Menurutnya, mendudukkan agama dalam bentuknya yang formal dan diberlakukan dengan ketentuan yang normatif ketat, dapat mereduksi dan menghilangkan universalitas agama itu sendiri. Sehingga, yang ditonjolkan oleh Kiai Husein adalah substansinya, yaitu keadilan, kebenaran, dan kemashlatan yang diini, ilahii dan bersifat ketuhanan (hlm. 164).
Sebab secara tekstual, adanya negara Islam adalah sebuah keharusan dengan melihat apa yang telah dilakukan Nabi dan para sahabat, yang telah menjadikan negara Islam sempat eksis pada masanya. Melakukannya adalah sebagai bentuk jawaban atas seruan Allah, agar umat Islam dapat menjalankan hukum-hukum Allah sebagaimana yang dinyatakan dalam Al-Qur’an. Dan ini menjadi keharusan sepanjang masa, jika dipahami secara tekstualnya.
Namun secara kontekstual, hadirnya negara Islam adalah sebuah tuntutan sosial budaya. Sehingga, mendirikan negara Islam dengan konsep yang didirikan Nabi dan para sahabatnya secara persis bukanlah menjadi sebuah tuntutan. Karena, kehidupan manusia yang senantiasa berkembang, dinamis, dan berubah. Hal yang diperlukan adalah substansinya dalam mengikuti konsep yang dilakukan Nabi dan sahabatnya, yaitu al-qisth (keadilan yang seimbang dan menyeluruh), al-‘adl (adil secara proporsional), dan al-haq (kebenaran).
Menurut Kiai Husein, tugas dan fungsi utama Nabi dan Al-Qur’an adalah keadilan, yang menjadi pilar tegaknya langit dan bumi. Sehingga, jika telah tampak wajah keadilan dalam sebuah aturan hukum atau cara apa pun yang dapat melahirkan sebuah keadilan, di situlah hukum Allah, dan di situlah agama Allah (hlm. 158-165).
Sebaliknya, memberlakukan ketentuan ketat secara normatif dalam aturan kenegaraan atas dasar syariat Islam, namun pada saat yang sama terjadi sebuah kepayahan yang berupa disintegrasi sosial, pengeboman, dan pertumpahan darah, adalah sebuah tindakan yang tidak selaras dengan dasar-dasar diberlakukannya syariat Islam.

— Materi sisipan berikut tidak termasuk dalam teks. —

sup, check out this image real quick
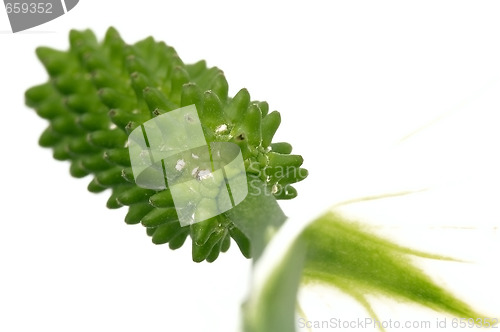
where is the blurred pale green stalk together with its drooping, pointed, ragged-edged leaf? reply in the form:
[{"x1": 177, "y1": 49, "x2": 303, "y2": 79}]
[{"x1": 243, "y1": 212, "x2": 484, "y2": 332}]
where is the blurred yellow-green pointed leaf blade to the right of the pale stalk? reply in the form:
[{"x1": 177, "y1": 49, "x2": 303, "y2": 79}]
[{"x1": 303, "y1": 213, "x2": 480, "y2": 317}]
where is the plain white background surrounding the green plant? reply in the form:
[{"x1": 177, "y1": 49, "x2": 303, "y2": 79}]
[{"x1": 0, "y1": 0, "x2": 500, "y2": 332}]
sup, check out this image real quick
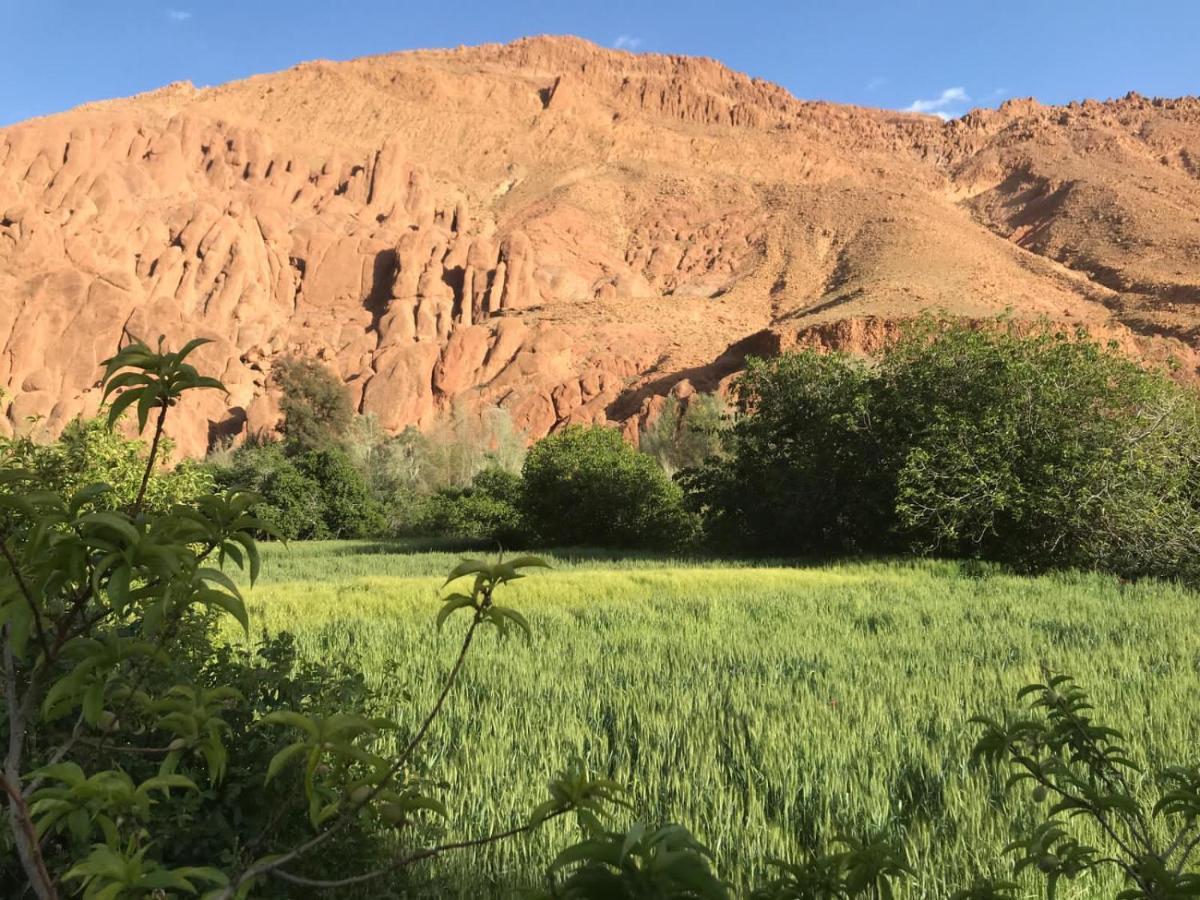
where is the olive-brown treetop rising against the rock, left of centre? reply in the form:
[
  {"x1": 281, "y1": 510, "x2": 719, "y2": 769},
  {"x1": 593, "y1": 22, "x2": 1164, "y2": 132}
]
[{"x1": 271, "y1": 358, "x2": 354, "y2": 450}]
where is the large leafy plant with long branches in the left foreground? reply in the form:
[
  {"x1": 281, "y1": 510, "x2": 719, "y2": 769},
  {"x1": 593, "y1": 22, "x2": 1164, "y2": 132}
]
[{"x1": 0, "y1": 341, "x2": 616, "y2": 900}]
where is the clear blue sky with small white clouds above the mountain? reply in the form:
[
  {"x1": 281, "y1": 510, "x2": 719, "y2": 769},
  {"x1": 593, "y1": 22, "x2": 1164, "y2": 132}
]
[{"x1": 0, "y1": 0, "x2": 1200, "y2": 125}]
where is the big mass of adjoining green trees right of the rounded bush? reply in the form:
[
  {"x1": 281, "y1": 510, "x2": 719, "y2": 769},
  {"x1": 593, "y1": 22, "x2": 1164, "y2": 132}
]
[{"x1": 685, "y1": 319, "x2": 1200, "y2": 576}]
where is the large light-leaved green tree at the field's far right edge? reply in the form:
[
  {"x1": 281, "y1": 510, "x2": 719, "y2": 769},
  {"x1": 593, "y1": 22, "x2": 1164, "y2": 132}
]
[{"x1": 875, "y1": 320, "x2": 1200, "y2": 576}]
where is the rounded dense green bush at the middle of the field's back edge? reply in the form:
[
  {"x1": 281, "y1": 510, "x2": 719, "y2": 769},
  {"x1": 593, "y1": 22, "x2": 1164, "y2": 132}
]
[{"x1": 522, "y1": 425, "x2": 690, "y2": 548}]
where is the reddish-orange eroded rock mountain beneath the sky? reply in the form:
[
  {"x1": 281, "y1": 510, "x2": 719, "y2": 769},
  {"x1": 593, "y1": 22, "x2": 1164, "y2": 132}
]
[{"x1": 0, "y1": 37, "x2": 1200, "y2": 452}]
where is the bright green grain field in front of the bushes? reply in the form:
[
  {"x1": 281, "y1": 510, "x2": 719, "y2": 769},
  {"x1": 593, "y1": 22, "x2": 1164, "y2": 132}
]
[{"x1": 226, "y1": 542, "x2": 1200, "y2": 898}]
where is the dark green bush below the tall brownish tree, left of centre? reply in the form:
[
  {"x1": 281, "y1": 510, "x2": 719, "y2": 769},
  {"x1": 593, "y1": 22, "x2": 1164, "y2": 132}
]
[{"x1": 216, "y1": 444, "x2": 384, "y2": 540}]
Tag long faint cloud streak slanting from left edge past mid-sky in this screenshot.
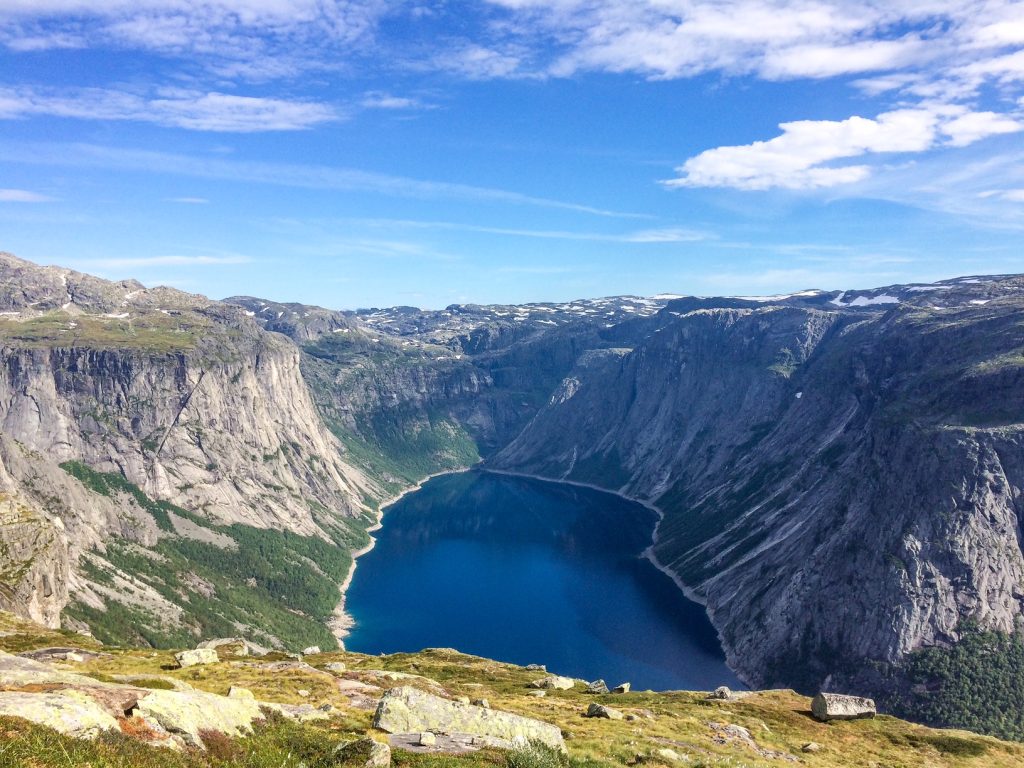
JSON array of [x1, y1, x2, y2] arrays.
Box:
[[0, 142, 648, 218]]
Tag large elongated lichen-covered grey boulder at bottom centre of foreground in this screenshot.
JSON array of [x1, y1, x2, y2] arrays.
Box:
[[374, 687, 565, 750]]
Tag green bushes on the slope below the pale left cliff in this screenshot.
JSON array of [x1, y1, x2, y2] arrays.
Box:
[[61, 462, 368, 650]]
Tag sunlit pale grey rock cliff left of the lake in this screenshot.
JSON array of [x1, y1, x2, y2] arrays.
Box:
[[0, 256, 382, 641]]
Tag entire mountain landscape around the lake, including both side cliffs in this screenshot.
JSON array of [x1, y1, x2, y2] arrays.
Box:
[[0, 256, 1024, 737]]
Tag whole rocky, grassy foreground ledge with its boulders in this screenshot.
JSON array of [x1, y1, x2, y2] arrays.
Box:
[[0, 613, 1024, 768]]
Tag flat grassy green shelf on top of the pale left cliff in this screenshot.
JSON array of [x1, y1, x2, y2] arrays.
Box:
[[0, 310, 211, 353]]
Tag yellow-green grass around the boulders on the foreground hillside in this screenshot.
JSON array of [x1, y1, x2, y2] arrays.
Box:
[[0, 614, 1024, 768]]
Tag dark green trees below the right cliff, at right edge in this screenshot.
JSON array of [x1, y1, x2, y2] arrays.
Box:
[[888, 626, 1024, 741]]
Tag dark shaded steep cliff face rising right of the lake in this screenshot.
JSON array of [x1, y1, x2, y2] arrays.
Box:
[[493, 287, 1024, 688]]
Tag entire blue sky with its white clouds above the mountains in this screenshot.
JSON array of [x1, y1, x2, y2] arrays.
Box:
[[0, 0, 1024, 308]]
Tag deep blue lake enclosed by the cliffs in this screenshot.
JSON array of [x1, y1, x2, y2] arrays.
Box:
[[345, 471, 742, 690]]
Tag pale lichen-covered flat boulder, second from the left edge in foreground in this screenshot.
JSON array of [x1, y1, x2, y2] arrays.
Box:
[[132, 690, 263, 749]]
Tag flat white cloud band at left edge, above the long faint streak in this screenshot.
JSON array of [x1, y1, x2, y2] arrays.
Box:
[[0, 88, 340, 133]]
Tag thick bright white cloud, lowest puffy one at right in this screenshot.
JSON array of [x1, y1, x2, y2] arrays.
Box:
[[665, 105, 1024, 189]]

Syaikh Muhammad Khudhori Beik, sosok intelektual muslim yang ahli dalam disiplin sejarah Islam, menyampaikan dalam kitabnya yang berjudul Tarikh at-Tasyri’ al-Islamiy (2022), bahwa pemberlakuan syariat Islam harus berdasar pada menghilangkan adanya kesulitan, menyedikitkan beban, dan diformalisasikan secara gradual.
Dengan begitu, tindakan yang acapkali menimbulkan ketegangan, kebrutalan, dan pertumpahan darah dengan mengatasnamakan agama, sama sekali tidak memiliki legitimasinya secara islami.

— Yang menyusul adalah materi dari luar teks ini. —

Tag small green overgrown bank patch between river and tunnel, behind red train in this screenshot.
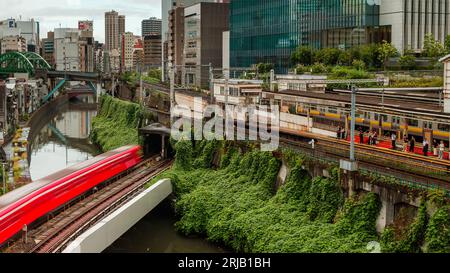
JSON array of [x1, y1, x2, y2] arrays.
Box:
[[90, 96, 143, 151]]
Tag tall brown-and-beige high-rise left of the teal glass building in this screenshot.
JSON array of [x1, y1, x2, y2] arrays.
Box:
[[182, 3, 229, 88]]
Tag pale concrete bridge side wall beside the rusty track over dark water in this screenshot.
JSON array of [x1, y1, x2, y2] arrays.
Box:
[[63, 179, 172, 253]]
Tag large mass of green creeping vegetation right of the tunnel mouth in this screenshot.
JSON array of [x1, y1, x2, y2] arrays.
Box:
[[151, 141, 379, 252]]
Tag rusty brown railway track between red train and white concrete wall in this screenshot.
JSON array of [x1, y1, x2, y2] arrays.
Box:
[[5, 158, 172, 253]]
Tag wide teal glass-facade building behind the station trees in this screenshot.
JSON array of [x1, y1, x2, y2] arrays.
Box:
[[230, 0, 390, 72]]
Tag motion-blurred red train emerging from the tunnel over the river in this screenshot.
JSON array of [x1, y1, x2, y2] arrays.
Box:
[[0, 146, 142, 245]]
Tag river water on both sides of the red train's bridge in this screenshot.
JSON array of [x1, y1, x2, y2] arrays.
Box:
[[30, 96, 224, 253]]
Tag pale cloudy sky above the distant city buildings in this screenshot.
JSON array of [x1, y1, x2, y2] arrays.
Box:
[[0, 0, 161, 42]]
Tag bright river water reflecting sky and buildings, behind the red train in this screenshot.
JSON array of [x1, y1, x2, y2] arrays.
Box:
[[30, 98, 98, 180]]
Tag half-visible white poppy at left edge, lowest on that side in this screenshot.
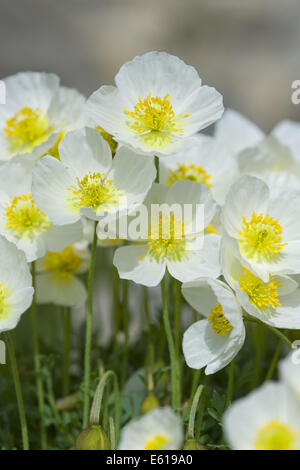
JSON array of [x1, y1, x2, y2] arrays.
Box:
[[0, 236, 33, 333]]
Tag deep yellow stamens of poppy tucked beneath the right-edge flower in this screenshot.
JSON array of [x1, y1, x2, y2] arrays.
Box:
[[238, 267, 281, 311]]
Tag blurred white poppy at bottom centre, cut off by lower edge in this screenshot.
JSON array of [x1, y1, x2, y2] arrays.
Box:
[[118, 407, 183, 450]]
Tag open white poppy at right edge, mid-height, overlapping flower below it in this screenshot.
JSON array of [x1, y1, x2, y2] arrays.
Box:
[[222, 176, 300, 282]]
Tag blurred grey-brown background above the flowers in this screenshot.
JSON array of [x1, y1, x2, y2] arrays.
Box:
[[0, 0, 300, 131]]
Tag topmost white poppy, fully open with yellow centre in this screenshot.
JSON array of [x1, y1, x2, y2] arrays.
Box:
[[87, 52, 223, 156]]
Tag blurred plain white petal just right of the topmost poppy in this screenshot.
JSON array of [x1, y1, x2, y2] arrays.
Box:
[[214, 109, 265, 156]]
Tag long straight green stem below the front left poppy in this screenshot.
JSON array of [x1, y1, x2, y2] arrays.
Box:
[[83, 221, 98, 429]]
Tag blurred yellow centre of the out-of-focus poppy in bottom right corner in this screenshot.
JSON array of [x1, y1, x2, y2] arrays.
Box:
[[255, 420, 298, 450]]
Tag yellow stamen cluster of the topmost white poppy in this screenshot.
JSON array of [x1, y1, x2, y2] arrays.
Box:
[[124, 93, 188, 134]]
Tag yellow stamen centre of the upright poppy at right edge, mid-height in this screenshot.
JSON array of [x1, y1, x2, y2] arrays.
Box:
[[239, 212, 287, 261]]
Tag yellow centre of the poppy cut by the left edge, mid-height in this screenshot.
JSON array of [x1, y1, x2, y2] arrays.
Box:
[[4, 194, 51, 239]]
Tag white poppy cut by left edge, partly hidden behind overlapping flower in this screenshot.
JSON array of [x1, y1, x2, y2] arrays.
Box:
[[0, 156, 82, 262]]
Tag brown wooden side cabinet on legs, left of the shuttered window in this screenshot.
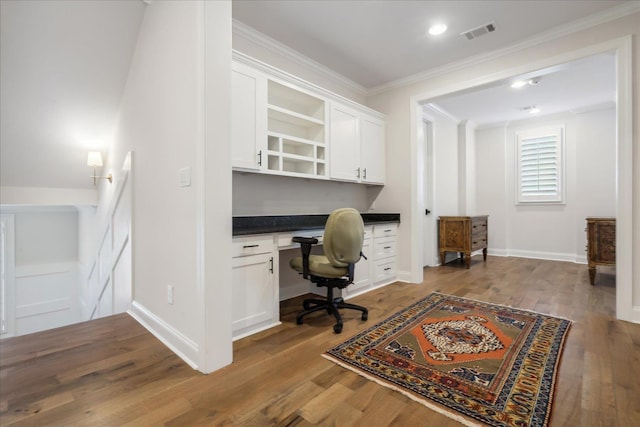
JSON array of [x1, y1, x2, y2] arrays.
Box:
[[438, 215, 489, 268]]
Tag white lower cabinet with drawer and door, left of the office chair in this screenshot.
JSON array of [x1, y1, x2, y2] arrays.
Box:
[[231, 235, 280, 339]]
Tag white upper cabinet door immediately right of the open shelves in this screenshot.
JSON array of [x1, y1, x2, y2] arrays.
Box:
[[329, 105, 360, 182]]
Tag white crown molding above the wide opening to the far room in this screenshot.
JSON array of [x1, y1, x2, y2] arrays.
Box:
[[368, 2, 640, 96]]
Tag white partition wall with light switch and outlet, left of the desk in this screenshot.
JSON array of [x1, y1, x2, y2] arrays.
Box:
[[99, 1, 232, 372]]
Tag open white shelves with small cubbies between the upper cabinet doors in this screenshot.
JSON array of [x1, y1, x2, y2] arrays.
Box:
[[267, 80, 328, 179]]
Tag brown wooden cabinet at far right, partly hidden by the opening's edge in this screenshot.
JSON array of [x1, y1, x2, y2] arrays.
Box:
[[586, 217, 616, 285]]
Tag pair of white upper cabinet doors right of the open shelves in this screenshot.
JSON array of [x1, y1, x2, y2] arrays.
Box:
[[330, 103, 385, 184]]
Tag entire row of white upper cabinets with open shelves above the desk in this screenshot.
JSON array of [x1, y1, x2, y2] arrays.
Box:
[[231, 56, 385, 184]]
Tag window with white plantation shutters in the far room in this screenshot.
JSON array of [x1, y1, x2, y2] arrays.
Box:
[[516, 127, 564, 204]]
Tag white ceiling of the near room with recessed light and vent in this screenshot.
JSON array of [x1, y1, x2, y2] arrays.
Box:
[[233, 0, 629, 89]]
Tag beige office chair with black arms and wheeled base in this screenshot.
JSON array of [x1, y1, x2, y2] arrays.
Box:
[[289, 208, 369, 334]]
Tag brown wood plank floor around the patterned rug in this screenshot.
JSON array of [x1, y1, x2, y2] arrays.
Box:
[[0, 257, 640, 427]]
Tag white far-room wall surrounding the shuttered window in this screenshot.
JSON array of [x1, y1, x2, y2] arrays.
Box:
[[476, 108, 615, 262]]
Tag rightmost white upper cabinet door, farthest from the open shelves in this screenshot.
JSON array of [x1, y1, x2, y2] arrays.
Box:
[[360, 116, 386, 184]]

Lahirnya kelompok itu, berangkat dari sebuah kepentingan ideologi politik tertentu. Jika dibiarkan, mereka akan terus bercokol kapan saja dengan bentuk yang berbeda, namun sama dalam tujuannya.
Melawan Militansi Agama
Buku Memahami Cita-Cita Teks Agama (2024), adalah salah satu bentuk upaya untuk mendelegitimasi paham tersebut. Kiai Husein, memberikan cara pandang yang rasional dan substansial, namun tidak kehilangan sisi tradisionalnya. Sebab, Kiai Husein selalu menjadikan kitab-kitab klasik karya salafus shalih sebagai rujukan utamanya, seperti al-Ahkam as-Shulthaniyah, karya al-Mawardi, al-Iqtishad fi-al-I’tiqad, karya al-Ghazali, dan I’lamul Muwaqi’in an Rabb al-Alamin, karya Ibnu Qayyim al-Jawziyyah.
Cara pandang demikian, dapat kita refleksikan dalam menghadapi hadirnya kelompok-kelompok militan agama tersebut, yang memberikan warisan yang nir-kemanusiaan. Kita tidak boleh membuta-tuli, jika hal demikian tak ingin terjadi pada saat ini dan di sini, di Indonesia tanah air tercinta.